Lee, Michelle C M; Parker, Colleen H; Liu, Louis W C; Farahvash, Armin; Jeyalingam, Thurarshen.
Affiliation
  • Lee MCM; Division of Gastroenterology and Hepatology, Department of Medicine, University Health Network, University of Toronto, Toronto, Ontario, Canada; Faculty of Medicine, University of Toronto, Toronto, Ontario, Canada.
  • Parker CH; Division of Gastroenterology and Hepatology, Department of Medicine, University Health Network, University of Toronto, Toronto, Ontario, Canada; Faculty of Medicine, University of Toronto, Toronto, Ontario, Canada.
  • Liu LWC; Division of Gastroenterology and Hepatology, Department of Medicine, University Health Network, University of Toronto, Toronto, Ontario, Canada; Faculty of Medicine, University of Toronto, Toronto, Ontario, Canada.
  • Farahvash A; Faculty of Medicine, University of Toronto, Toronto, Ontario, Canada.
  • Jeyalingam T; Division of Gastroenterology and Hepatology, Department of Medicine, University Health Network, University of Toronto, Toronto, Ontario, Canada; Faculty of Medicine, University of Toronto, Toronto, Ontario, Canada.
Gastrointest Endosc ; 99(5): 676-687.e16, 2024 May.
Article in En | MEDLINE | ID: mdl-38272274
ABSTRACT
BACKGROUND AND

AIMS:

Randomized controlled trials (RCTs) have reported that artificial intelligence (AI) improves endoscopic polyp detection.
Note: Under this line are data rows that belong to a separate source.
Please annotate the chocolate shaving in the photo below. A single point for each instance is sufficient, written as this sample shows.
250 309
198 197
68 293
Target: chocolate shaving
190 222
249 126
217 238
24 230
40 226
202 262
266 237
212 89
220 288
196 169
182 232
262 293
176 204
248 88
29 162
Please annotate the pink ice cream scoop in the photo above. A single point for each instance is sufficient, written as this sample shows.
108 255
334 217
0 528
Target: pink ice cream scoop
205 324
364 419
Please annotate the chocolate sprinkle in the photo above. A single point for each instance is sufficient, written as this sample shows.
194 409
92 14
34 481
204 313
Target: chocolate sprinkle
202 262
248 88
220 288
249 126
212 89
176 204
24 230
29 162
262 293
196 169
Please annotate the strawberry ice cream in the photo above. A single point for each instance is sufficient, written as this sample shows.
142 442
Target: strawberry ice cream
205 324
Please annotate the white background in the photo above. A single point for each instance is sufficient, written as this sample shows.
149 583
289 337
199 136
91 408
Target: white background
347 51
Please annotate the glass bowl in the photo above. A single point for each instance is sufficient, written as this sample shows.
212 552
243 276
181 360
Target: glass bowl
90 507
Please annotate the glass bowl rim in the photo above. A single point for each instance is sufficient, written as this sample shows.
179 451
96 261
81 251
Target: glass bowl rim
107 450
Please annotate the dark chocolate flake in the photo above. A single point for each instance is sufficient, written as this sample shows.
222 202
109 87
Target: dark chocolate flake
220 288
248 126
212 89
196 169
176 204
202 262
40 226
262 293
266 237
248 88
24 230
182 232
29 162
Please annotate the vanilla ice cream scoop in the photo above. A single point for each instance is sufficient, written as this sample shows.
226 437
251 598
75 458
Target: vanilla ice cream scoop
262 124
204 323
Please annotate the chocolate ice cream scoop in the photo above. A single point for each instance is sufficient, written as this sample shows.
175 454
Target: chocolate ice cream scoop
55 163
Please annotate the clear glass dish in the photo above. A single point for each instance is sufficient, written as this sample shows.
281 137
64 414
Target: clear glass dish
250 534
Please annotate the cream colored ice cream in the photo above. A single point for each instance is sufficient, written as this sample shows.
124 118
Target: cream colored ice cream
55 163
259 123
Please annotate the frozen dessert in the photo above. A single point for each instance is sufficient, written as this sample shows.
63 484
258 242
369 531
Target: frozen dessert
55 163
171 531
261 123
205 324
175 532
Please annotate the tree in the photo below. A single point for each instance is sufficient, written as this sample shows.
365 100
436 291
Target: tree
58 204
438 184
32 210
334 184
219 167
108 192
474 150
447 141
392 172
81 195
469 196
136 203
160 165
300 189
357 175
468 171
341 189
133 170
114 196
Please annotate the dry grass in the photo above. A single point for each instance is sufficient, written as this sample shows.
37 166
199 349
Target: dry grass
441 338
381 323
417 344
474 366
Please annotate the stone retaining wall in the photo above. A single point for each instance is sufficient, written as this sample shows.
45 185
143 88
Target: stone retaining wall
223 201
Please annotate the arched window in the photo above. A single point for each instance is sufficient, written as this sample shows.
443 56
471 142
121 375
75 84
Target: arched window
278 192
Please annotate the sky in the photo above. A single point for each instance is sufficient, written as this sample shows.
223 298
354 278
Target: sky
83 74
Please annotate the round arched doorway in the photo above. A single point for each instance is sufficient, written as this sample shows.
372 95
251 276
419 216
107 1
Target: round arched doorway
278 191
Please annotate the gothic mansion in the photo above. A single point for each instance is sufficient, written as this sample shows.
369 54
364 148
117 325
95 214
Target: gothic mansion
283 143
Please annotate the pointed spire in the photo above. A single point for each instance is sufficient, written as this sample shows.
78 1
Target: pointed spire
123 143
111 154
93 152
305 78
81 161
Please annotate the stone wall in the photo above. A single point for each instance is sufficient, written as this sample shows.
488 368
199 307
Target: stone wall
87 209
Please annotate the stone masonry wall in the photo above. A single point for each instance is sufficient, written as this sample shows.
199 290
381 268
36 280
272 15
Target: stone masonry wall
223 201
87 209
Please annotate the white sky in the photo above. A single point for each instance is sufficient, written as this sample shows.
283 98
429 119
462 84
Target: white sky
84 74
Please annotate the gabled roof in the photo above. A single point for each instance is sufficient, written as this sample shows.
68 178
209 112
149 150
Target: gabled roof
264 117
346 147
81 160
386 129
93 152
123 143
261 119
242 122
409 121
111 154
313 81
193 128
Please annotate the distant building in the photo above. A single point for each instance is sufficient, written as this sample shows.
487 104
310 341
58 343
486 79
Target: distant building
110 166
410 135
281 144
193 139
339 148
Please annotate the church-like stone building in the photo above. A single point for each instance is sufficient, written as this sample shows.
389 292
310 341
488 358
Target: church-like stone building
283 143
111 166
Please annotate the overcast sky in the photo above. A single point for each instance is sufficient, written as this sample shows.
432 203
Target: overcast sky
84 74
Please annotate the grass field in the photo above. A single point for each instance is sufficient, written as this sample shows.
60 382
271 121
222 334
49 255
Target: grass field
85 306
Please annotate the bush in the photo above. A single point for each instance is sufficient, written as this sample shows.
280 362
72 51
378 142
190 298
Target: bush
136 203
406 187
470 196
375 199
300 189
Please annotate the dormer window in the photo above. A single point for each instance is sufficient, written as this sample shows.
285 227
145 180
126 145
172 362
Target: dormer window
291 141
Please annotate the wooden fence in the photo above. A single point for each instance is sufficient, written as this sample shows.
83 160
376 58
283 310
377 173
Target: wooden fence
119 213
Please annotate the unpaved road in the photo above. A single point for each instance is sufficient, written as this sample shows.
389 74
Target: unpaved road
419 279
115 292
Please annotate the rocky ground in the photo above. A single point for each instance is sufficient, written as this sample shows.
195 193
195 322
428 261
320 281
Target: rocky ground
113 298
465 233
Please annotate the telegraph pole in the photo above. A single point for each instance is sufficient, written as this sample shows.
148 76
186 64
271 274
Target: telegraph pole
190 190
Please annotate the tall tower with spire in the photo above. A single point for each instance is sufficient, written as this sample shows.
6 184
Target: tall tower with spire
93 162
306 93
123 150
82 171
Different methodologies-namely, parallel and tandem designs-have been used to evaluate the efficacy of AI-assisted colonoscopy in RCTs. Systematic reviews and meta-analyses have reported a pooled effect that includes both study designs. However, it is unclear whether there are inconsistencies in the reported results of these 2 designs. Here, we aimed to determine whether study characteristics moderate between-trial differences in outcomes when evaluating the effectiveness of AI-assisted polyp detection.

METHODS:

A systematic search of Ovid MEDLINE, Embase, Cochrane Central, Web of Science, and IEEE Xplore was performed through March 1, 2023, for RCTs comparing AI-assisted colonoscopy with routine high-definition colonoscopy in polyp detection. The primary outcome of interest was the impact of study type on the adenoma detection rate (ADR). Secondary outcomes included the impact of the study type on adenomas per colonoscopy and withdrawal time, as well as the impact of geographic location, AI system, and endoscopist experience on ADR. Pooled event analysis was performed using a random-effects model.

RESULTS:

Twenty-four RCTs involving 17,413 colonoscopies (AI assisted 8680; non-AI assisted 8733) were included. AI-assisted colonoscopy improved overall ADR (risk ratio [RR], 1.24; 95% confidence interval [CI], 1.17-1.31; I2 = 53%; P < .001). Tandem studies collectively demonstrated improved ADR in AI-aided colonoscopies (RR, 1.18; 95% CI, 1.08-1.30; I2 = 0%; P < .001), as did parallel studies (RR, 1.26; 95% CI, 1.17-1.35; I2 = 62%; P < .001), with no statistical subgroup difference between study design. Both tandem and parallel study designs revealed improvement in adenomas per colonoscopy in AI-aided colonoscopies, but this improvement was more marked among tandem studies (P < .001). AI assistance significantly increased withdrawal times for parallel (P = .002), but not tandem, studies. ADR improvement was more marked among studies conducted in Asia compared to Europe and North America in a subgroup analysis (P = .007). Type of AI system used or endoscopist experience did not affect overall improvement in ADR.

CONCLUSIONS:

Either parallel or tandem study design can capture the improvement in ADR resulting from the use of AI-assisted polyp detection systems. Tandem studies powered to detect differences in endoscopic performance through paired comparison may be a resource-efficient method of evaluating new AI-assisted technologies.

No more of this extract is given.